A statue in the park playing a euphonium? Right across from a fairy statue? It's like this place is specifically tailored to all of my super dorky obsessions!
Another statue on the boardwalk. This time of happy dolphin faces!
One of the statues on the board walk. There was a whole series of these see through guys with hearts. Pretty cool!
Massive koi at the Batumi Aquarium. They were the least depressing part of that place.
The streets around our hostel looked like this. Stupidly pretty. Also sort of reminiscent of SoCal, no?
One of the dogs that liked to lurk around the street. They're all beautiful like this guy. Well, the ones that are mange free, at least...
Most of the buildings have these crazy decorations. Each window is completely unique, and all of the facades around the tops of buildings have some kind of bearded guy staring judgmentally down on you. It's as if my father is disapprovingly watching my every move.
Hilarious sign at the train station. Because I'm 5 and think this is funny.
My most favorite thing on this planet - Adjaran khatchapuri. Yes, that rectangle is all butter. I usually hate food shots like this, but seriously it is so good that I had to partake in the food porn.
Batumi from the cable car! Please forgive the ridiculous amounts of iPhone filter - I didn't think I'd be showing this one to anyone else, so I gratuitously edited the shit out of it.
Aforementioned abandoned building with a ridiculous ferris wheel in it. Cause that's what every building needs, right?

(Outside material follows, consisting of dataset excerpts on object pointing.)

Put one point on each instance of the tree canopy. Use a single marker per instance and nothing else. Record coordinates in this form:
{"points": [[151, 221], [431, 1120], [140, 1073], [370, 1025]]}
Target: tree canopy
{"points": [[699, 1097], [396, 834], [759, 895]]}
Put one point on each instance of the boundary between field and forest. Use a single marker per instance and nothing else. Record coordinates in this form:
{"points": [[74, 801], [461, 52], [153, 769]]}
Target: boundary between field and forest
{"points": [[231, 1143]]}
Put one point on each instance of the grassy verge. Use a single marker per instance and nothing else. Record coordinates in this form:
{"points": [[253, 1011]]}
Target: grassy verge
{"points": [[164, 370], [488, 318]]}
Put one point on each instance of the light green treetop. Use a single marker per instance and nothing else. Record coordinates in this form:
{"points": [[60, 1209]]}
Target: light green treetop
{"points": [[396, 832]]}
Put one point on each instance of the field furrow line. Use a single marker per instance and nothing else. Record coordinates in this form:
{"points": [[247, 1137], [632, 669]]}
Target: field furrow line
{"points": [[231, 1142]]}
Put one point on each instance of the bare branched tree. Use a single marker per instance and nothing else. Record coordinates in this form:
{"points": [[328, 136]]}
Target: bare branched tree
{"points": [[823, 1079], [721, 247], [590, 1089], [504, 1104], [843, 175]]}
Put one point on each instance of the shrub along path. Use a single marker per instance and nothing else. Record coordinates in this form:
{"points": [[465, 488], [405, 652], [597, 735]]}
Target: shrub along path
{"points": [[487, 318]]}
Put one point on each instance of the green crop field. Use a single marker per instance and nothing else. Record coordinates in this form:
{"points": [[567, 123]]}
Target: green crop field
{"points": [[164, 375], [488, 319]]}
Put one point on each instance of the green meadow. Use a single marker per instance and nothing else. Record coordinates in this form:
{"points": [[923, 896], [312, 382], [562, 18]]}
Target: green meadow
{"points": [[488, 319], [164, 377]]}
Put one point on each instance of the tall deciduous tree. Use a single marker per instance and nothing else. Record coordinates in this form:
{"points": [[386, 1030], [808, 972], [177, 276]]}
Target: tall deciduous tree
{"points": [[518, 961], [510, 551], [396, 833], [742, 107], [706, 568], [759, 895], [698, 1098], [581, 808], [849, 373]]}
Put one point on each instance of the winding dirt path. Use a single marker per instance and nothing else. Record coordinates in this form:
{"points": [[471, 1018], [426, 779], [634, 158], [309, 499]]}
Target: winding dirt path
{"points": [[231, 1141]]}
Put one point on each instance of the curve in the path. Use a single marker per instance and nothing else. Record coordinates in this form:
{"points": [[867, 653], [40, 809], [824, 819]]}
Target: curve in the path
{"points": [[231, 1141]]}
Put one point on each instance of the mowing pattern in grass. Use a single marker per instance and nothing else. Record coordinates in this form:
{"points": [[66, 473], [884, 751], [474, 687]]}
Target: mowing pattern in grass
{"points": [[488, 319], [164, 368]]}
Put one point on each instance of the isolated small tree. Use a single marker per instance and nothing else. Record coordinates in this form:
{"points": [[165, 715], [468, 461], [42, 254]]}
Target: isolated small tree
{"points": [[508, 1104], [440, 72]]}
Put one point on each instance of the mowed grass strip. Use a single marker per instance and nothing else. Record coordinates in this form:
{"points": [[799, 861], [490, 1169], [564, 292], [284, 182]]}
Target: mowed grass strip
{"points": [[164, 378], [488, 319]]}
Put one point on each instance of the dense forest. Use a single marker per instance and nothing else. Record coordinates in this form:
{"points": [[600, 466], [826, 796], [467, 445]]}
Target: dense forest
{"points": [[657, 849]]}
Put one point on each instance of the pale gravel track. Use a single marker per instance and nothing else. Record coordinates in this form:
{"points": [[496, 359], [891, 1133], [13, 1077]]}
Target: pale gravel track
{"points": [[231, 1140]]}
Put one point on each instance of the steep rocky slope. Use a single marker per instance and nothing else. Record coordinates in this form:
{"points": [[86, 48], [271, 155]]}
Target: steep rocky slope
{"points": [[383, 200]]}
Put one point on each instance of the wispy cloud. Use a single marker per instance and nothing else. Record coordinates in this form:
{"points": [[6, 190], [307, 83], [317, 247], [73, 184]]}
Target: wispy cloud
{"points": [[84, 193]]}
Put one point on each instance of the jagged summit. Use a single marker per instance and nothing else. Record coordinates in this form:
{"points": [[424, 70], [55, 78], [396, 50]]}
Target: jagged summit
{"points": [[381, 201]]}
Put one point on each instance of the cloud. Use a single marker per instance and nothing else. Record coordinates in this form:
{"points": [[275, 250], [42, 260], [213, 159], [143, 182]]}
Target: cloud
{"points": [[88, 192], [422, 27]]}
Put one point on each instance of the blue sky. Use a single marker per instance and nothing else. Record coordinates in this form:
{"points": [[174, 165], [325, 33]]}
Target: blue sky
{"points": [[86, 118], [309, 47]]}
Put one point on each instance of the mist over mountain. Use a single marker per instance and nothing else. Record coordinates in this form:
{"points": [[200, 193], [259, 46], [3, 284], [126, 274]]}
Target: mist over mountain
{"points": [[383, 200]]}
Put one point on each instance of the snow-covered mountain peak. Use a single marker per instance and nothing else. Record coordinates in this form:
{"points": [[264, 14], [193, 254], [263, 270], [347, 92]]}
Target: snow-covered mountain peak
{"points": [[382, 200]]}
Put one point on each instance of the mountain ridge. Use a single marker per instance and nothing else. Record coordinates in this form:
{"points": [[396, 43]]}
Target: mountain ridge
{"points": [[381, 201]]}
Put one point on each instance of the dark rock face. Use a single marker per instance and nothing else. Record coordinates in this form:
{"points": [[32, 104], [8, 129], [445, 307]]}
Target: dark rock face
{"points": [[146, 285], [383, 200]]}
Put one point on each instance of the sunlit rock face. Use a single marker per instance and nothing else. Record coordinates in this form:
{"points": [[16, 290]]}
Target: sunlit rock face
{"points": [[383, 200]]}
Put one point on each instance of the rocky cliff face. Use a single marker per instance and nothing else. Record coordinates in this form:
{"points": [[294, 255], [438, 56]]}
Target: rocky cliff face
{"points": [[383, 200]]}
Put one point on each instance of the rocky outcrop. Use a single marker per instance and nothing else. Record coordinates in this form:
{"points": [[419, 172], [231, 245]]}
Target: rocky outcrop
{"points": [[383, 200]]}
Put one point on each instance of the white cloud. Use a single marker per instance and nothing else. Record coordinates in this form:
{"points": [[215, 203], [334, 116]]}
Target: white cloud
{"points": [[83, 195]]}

A cabbie that looks like it rolled right out of Sherlock!
The infamous chacha fountain! Every day, for 10 minutes at night, it dispenses that drunken diesel fuel known as chacha. A random Canadian we picked up from the hostel almost got into a fight with some locals here, however, so we decided to not go back and partake in the chacha.
Beached jellyfish!
The Black Sea really could double as Lake Superior, and vice versa.
The Black Sea couldn't decide if it wanted to be blue or grey, so it split down the middle.
It was a pretty awesome sunset, the evening I had alone on the beach.
What's a dorky Jo trip without a dorky iPhone panorama?